In a New York Times article, CNN president Jonathan Klein asserted that recent hire Bill Bennett “had explained himself clearly and very well” regarding his September 2005 comment, in which Bennett said that “you could abort every black baby in this country, and your crime rate would go down.” However, Bennett has defended himself by falsely claiming that the topic “was a matter that had been under discussion in articles and newspapers and in some discussions of books.”

In a February 13 New York Times article on Jonathan Klein's “small victories” since becoming president of CNN's domestic operations 14 months ago, Klein asserted that recent CNN hire Bill Bennett -- who is also a radio host and former Reagan administration secretary of education -- “had explained himself clearly and very well” regarding his September 2005 comments, in which Bennett said that “you could abort every black baby in this country, and your crime rate would go down.” As Media Matters for America has noted, on the January 26 edition of CNN's The Situation Room -- his first appearance since being hired by CNN -- Bennett defended himself by falsely claiming that the topic “was a matter that had been under discussion in articles and newspapers and in some discussions of books.”

As quoted in the Times article, Klein also described Bennett as “a guy who has some very evolved thoughts and is not afraid to express them.”

The controversy began on September 28, 2005, when Bennett told a caller on his radio show that “you could abort every black baby in this country, and your crime rate would go down.” Bennett added it “would be ... a morally reprehensible thing to do,” but nonetheless insisted “your crime would go down.” In the initial defense of his remarks, Bennett claimed that his comments were taken out of context and that they were based on a 1999 Slate.com online discussion between Steven D. Levitt, co-author of Freakonomics (William Morrow, May 2005), and right-wing columnist Steve Sailer. Media Matters reported that, at the time, in the Slate discussion that Bennett cited, Levitt had actually said the opposite of what Bennett claimed: “None of our analysis is race-based because the crime data by race is generally not deemed reliable.” In addition, Levitt specifically rebutted Bennett's claim that his remarks stemmed from Levitt's work. In a September 30, 2005, response, Levitt said: “Race is not an important part of the abortion-crime argument that John Donohue and I have made in academic papers and that [co-author Stephen J.] Dubner and I discuss in Freakonomics.”

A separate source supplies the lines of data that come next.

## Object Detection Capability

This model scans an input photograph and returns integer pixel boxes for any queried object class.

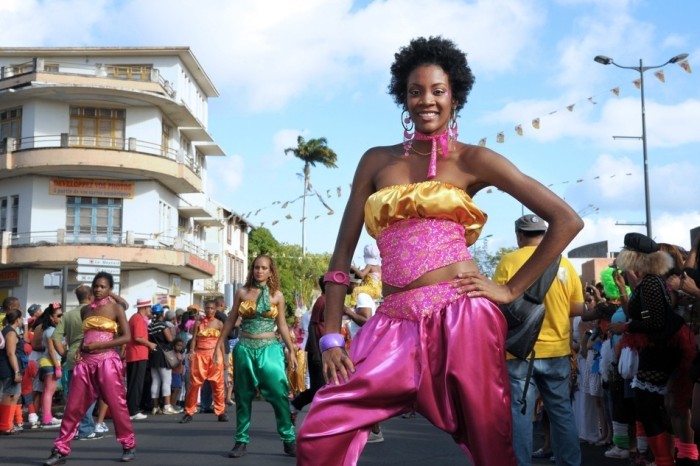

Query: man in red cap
[125,299,156,421]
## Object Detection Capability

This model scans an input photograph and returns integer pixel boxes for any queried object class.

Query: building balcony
[0,230,216,280]
[0,134,203,194]
[0,56,221,137]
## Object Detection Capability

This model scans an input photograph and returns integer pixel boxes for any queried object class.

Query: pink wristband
[320,333,345,352]
[323,271,350,287]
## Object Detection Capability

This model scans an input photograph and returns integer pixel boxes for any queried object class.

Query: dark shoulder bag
[499,256,561,413]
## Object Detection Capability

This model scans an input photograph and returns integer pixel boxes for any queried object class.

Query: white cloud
[207,153,245,198]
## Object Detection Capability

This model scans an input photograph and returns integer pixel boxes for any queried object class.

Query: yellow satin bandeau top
[82,315,119,333]
[197,327,221,338]
[364,180,487,246]
[238,300,279,320]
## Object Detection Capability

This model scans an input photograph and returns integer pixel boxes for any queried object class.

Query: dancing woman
[217,254,298,458]
[296,36,583,466]
[44,272,135,465]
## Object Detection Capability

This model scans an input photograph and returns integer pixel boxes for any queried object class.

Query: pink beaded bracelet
[320,333,345,352]
[323,270,350,287]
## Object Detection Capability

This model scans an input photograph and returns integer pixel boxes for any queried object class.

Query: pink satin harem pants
[297,282,515,466]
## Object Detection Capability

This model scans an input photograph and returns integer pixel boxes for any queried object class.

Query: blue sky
[3,0,699,264]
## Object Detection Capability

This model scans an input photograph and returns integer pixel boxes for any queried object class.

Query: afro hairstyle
[388,36,474,113]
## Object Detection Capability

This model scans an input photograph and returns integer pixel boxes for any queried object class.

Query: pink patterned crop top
[364,181,487,288]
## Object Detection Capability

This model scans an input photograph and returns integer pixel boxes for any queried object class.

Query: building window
[69,107,125,148]
[159,201,174,241]
[66,196,122,243]
[0,107,22,143]
[105,65,152,81]
[0,195,19,235]
[162,123,171,157]
[10,196,18,234]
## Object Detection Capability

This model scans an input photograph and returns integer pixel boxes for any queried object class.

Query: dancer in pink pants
[44,272,135,465]
[296,36,583,466]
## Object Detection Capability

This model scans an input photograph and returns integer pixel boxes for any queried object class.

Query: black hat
[623,232,659,254]
[515,214,548,232]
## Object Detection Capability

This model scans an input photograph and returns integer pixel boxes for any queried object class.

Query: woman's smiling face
[405,64,454,135]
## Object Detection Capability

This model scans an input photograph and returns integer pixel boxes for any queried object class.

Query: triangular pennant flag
[478,137,487,146]
[326,189,331,198]
[679,59,692,73]
[633,79,641,89]
[282,202,289,209]
[336,187,342,197]
[611,87,620,96]
[496,132,504,143]
[314,191,334,213]
[314,215,320,219]
[285,214,292,219]
[272,220,279,226]
[654,70,665,83]
[254,209,261,215]
[327,211,334,215]
[299,217,306,223]
[532,118,540,129]
[515,125,523,136]
[260,222,265,227]
[567,104,575,112]
[588,97,596,104]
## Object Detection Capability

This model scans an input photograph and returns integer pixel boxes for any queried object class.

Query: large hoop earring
[449,108,459,141]
[401,109,414,157]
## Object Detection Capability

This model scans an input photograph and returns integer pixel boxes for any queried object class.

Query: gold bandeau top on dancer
[296,36,583,466]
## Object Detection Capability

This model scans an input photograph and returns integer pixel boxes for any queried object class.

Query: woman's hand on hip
[322,347,354,386]
[452,271,514,304]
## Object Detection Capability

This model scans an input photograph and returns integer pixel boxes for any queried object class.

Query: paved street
[2,400,629,465]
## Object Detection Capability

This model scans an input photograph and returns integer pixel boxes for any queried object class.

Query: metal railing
[1,229,212,261]
[0,134,201,175]
[0,58,176,98]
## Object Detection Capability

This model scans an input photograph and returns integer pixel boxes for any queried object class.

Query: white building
[0,47,249,313]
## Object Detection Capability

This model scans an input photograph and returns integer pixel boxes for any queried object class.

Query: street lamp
[594,52,688,239]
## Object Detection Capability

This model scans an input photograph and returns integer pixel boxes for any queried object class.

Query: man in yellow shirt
[494,214,584,466]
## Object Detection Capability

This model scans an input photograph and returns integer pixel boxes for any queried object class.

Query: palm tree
[284,135,338,257]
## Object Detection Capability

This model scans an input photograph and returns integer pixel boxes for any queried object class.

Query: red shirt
[125,313,149,362]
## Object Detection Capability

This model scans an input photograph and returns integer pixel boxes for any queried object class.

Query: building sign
[185,253,216,275]
[49,178,135,199]
[0,269,21,288]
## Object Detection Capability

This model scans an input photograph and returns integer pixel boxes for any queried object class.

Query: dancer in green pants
[217,254,297,458]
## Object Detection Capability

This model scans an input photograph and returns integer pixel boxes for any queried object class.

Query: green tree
[284,135,338,257]
[275,243,330,323]
[470,240,517,278]
[248,227,280,259]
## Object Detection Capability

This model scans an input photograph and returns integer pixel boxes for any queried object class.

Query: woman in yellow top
[44,271,134,465]
[217,254,298,459]
[349,243,382,305]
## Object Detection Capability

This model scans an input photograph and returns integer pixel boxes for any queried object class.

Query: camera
[586,286,595,294]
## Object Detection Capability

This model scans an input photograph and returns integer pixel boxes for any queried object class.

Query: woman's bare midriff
[382,260,478,297]
[241,331,276,340]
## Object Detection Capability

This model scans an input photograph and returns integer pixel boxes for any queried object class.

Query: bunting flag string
[243,172,637,228]
[241,58,693,229]
[472,57,692,147]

During the January 26 appearance, Situation Room host Wolf Blitzer asked Bennett about his controversial comment. Bennett reiterated the same defense; though speaking more generally, he said that “this [controversial scenario on race, crime, and abortion] was a hypothetical, obviously, that was a matter that had been under discussion in articles and newspapers and in some discussions of books.”

From the February 13 article in The New York Times:

Among the reasons some CNN staff members had puzzled over the hiring of Mr. Bennett were his incendiary comments, on his radio show last fall, that “you could abort every black baby in this country, and your crime rate would go down.” Mr. Bennett had also characterized such a proposal as “impossible, ridiculous and morally reprehensible.” Mr. Klein said last week that Mr. Bennett, in responding to the controversy, “had explained himself very clearly and well,” and was “a guy who has some very evolved thoughts and is not afraid to express them.”